Jackson Miller, 2, walks with his dad, Stephen Miller of Orlando, as they attend the Fatherless Father's Day rally outside of the Manatee Judicial Center on Friday in Bradenton. The event, organized by The Florida Fathers' Rights Movement, was to draw attention to the need of equal sharing of children between the parents when they are no longer together. gjefferies@bradenton.com

Black leather boots and brown hiking sneakers sit under the gazebo outside of the Manatee County Courthouse, waiting for a new home. Not another person’s feet, but on the steps of the courthouse itself.

Gary, who is with Why Dads Matter, said shoes on the courthouse represent familial alienation caused by the family court system. The group is fighting for mothers and fathers to been seen equally in the courts.

Why Dads Matter partnered with Kids Need Both for a “Fatherless Father’s Day” rally Friday, just in time for Father’s Day. About 14 adults and three children at the event held signs saying “Honk 4 Dads” or “Let Dad’s have their children” and speaking out against Child Protective Services.

A former foster child said he was locked in his room; a mother said her daughter was taken away from her without a criminal charge; Gary, who didn’t give his last name, said he hasn’t seen his son in four years even though they live in the same city.

Danica Joan Fields, executive director of Kids Need Both, said she wants to fight any unkind view of parents in high-conflict families.

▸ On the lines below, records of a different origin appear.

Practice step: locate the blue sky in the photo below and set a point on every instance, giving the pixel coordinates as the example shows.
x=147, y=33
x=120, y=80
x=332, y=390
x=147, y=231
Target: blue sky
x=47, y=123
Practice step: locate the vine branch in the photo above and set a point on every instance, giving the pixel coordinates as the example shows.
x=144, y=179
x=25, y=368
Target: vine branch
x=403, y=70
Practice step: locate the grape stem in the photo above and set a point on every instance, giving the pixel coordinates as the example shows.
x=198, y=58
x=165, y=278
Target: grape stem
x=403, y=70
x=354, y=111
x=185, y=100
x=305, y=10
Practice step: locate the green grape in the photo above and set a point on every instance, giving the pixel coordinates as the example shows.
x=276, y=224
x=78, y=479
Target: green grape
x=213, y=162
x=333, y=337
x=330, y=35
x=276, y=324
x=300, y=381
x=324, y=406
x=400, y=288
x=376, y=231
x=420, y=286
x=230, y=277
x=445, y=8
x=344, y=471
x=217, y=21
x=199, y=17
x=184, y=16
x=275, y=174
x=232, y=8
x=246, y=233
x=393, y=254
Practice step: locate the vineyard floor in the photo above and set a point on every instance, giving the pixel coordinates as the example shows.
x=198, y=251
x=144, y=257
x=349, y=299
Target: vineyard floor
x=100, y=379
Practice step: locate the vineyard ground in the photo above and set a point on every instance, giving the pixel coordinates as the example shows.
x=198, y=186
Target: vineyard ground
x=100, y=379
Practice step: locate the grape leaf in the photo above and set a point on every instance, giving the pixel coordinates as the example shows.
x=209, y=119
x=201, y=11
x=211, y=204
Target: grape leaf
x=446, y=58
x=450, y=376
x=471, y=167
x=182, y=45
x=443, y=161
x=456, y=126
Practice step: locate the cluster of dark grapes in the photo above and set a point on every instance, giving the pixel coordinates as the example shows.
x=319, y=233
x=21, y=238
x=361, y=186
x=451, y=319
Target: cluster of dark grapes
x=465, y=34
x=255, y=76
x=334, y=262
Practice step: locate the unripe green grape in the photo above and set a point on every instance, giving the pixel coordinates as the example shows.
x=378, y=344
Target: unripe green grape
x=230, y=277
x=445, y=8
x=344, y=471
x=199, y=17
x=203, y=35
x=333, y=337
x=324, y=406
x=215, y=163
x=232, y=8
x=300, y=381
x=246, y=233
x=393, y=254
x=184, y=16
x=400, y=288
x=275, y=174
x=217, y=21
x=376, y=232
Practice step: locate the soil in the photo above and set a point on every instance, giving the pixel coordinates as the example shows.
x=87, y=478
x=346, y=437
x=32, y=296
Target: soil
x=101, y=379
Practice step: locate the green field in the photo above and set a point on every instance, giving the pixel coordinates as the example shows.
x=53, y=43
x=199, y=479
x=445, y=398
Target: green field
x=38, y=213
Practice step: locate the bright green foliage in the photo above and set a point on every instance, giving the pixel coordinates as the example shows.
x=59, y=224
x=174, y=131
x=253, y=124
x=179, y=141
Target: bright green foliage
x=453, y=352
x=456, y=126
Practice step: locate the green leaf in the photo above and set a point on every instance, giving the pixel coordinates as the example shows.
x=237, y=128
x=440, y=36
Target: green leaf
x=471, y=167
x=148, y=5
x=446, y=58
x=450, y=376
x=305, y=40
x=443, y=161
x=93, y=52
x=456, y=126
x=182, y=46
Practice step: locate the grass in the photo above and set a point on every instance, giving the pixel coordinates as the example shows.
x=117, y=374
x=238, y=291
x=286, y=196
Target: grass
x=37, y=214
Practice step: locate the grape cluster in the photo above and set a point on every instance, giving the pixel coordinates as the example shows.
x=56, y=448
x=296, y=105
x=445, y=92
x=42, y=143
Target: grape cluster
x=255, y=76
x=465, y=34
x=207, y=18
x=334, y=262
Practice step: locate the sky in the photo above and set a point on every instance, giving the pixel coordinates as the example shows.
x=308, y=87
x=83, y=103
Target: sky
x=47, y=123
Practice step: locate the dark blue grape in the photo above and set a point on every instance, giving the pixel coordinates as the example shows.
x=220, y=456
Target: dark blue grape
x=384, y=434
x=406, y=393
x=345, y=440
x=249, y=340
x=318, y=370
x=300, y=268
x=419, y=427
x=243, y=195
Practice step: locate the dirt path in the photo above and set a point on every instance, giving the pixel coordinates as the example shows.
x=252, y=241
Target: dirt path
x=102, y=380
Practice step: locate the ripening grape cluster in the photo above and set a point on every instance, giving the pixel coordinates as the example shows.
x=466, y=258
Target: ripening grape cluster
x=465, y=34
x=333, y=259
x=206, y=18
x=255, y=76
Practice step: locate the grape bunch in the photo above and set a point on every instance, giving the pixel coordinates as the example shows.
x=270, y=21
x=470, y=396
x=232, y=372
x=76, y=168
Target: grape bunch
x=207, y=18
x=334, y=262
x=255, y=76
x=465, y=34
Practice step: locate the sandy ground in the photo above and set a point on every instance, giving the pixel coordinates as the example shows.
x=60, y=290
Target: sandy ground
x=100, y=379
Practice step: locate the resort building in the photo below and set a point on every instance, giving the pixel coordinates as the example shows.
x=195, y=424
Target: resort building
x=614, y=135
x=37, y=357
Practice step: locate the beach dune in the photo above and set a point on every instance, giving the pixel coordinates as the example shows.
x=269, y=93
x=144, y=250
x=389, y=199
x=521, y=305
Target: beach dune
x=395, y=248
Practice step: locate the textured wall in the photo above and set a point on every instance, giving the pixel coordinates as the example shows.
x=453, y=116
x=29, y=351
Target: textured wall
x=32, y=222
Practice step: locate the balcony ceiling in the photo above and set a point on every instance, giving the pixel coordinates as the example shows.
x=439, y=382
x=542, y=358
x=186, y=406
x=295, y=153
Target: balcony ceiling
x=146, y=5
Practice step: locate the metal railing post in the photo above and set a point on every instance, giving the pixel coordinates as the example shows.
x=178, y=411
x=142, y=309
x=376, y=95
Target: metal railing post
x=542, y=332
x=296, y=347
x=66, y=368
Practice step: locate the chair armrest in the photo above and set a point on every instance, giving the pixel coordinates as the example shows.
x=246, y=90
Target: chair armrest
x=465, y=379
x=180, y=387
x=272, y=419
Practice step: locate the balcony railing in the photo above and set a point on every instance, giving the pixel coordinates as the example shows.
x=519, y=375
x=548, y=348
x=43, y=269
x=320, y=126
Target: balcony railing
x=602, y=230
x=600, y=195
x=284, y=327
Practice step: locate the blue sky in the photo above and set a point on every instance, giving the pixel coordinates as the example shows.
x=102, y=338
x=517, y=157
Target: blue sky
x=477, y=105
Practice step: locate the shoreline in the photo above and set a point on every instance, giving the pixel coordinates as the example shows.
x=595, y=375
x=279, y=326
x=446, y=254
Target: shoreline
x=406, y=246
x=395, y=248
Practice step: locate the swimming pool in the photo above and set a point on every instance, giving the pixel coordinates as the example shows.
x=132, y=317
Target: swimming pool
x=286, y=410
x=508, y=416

“Family looks different to everybody,” she said, noting mother-father, grandparents and same-sex couples can be affected, “but the goal is that the child not have an unkind view of one or both of the family.”

She speaks from experience. Having gone through her own custody battle, Fields said she was made to look like an unfit mother. More than five years later, she shares half custody of her five sons and has blended family gatherings in harmony.

“It’s the way it should be,” she said.

Brenda and Daniel Blue Jr. traveled from Lancaster, Texas, to support the cause. The Blues said in their experience, CPS agents lied and put their children in the system for money. When they caught on, they started recording CPS visits.

The couple sent a letter to President Barack Obama on Aug. 12, 2011, detailing 23 adjustments they wanted for CPS. Some requests included ending bonuses paid to each CPS worker for a child removed from a home or adopted through the foster care system, no removal of children from the home without hard evidence and eliminating anonymous accusers.

“The pattern is the same: ‘Get the kids,’” said Raquel Okyay, state director of GovAbuse.

Okyay said she was a victim of CPS and has been investigating them ever since.

Gary said that in his eyes, the courts push families until someone — a parent or child — snaps, then the blame is put on the parent.

Fields said she educates people so they can realize the impact they have on children. Sometimes, Fields said, parents will coach their children into saying negative things about the other parent.

“It’s obviously hurting the other parent, but more so it’s really damaging the child for the future,” she said.